A machine-rendered reading of the paper's core claim, the machinery that carries it, and where it could break.
Core claim
In the wide-net-casting scenario where an adversary can query a group of large models, a tailored jailbreak method can elicit harmful outputs with success rates reaching 100% in some experiments on models without additional safeguards.
What carries the argument
A novel jailbreak method tailored to the wide-net-casting scenario, which leverages querying multiple models to increase the chance of bypassing individual safeguards.
If this is right
- Evaluations of large model safety should incorporate multi-model attack scenarios.
- Existing defenses for single models may not suffice against wide-net-casting attacks.
- The high success rates indicate that wide-net-casting represents a distinct high-risk scenario.
- Future defense research should prioritize methods effective against group querying.
Where Pith is reading between the lines
- Companies deploying multiple AI models might need coordinated safety mechanisms across them.
- Attackers could use this to target ensembles or services offering multiple models.
- Testing the method on models with safeguards could quantify how much protection is needed.
Load-bearing premise
That querying a group of large models is a practical and realistic attack scenario for adversaries, distinct from single-model attacks.
What would settle it
An experiment where the tailored method is tested against a group of large models each equipped with standard safeguards, showing significantly lower success rates.
Figures
read the original abstract
Jailbreak attacks on large models have drawn growing attention due to their close ties to societal safety. This work identifies a practical yet unexplored jailbreak scenario, the wide-net-casting scenario, where an adversary can query a group of large models instead of a single one to elicit harmful outputs. Our analysis reveals substantial yet previously overlooked safety risks under this scenario. As a key part of our analysis, we further develop a novel jailbreak method tailored to the wide-net-casting scenario. With this tailored method, the jailbreak success rate can even reach 100\% in some experiments when targeting the large models without additional safeguards, exposing wide-net-casting as a distinct, high-risk scenario that warrants attention in future evaluation and defense research.
Editorial analysis
A structured set of objections, weighed in public.
Referee Report
Summary. The manuscript identifies a previously unexplored 'wide-net-casting' jailbreak scenario in which an adversary queries a group of large language models simultaneously (rather than a single model) to elicit harmful outputs. It develops a novel jailbreak method tailored to this multi-model setting and reports that the method achieves jailbreak success rates reaching 100% in some experiments against large models lacking additional safeguards, arguing that this scenario exposes substantial and previously overlooked safety risks that merit attention in future evaluation and defense work.

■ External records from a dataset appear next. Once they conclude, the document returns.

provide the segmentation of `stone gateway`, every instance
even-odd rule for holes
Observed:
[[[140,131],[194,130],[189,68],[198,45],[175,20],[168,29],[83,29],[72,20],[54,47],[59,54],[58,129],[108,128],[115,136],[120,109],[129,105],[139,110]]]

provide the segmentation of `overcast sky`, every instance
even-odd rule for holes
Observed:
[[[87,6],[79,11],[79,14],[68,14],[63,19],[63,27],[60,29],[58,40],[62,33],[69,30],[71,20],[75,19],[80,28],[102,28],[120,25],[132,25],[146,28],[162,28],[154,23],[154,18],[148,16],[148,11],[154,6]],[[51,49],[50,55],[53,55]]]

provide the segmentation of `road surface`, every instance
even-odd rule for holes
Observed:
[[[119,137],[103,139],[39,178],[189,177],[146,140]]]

Significance. If the empirical results hold after rigorous validation, including proper baselines and controls, the work could usefully expand the threat model for LLM safety beyond single-model interactions and encourage broader multi-model testing in red-teaming protocols. The emphasis on a practical attack vector that leverages access to multiple models simultaneously is a potentially valuable contribution to the field.
major comments (2)
- [Abstract] Abstract: The central claim that the tailored method reaches 100% success 'in some experiments' is presented without any description of the experimental setup, including the specific models evaluated, number of queries or trials, success criteria, presence or absence of safeguards, or statistical controls. This absence leaves the primary empirical result without visible supporting evidence and directly undermines evaluation of the paper's core contribution.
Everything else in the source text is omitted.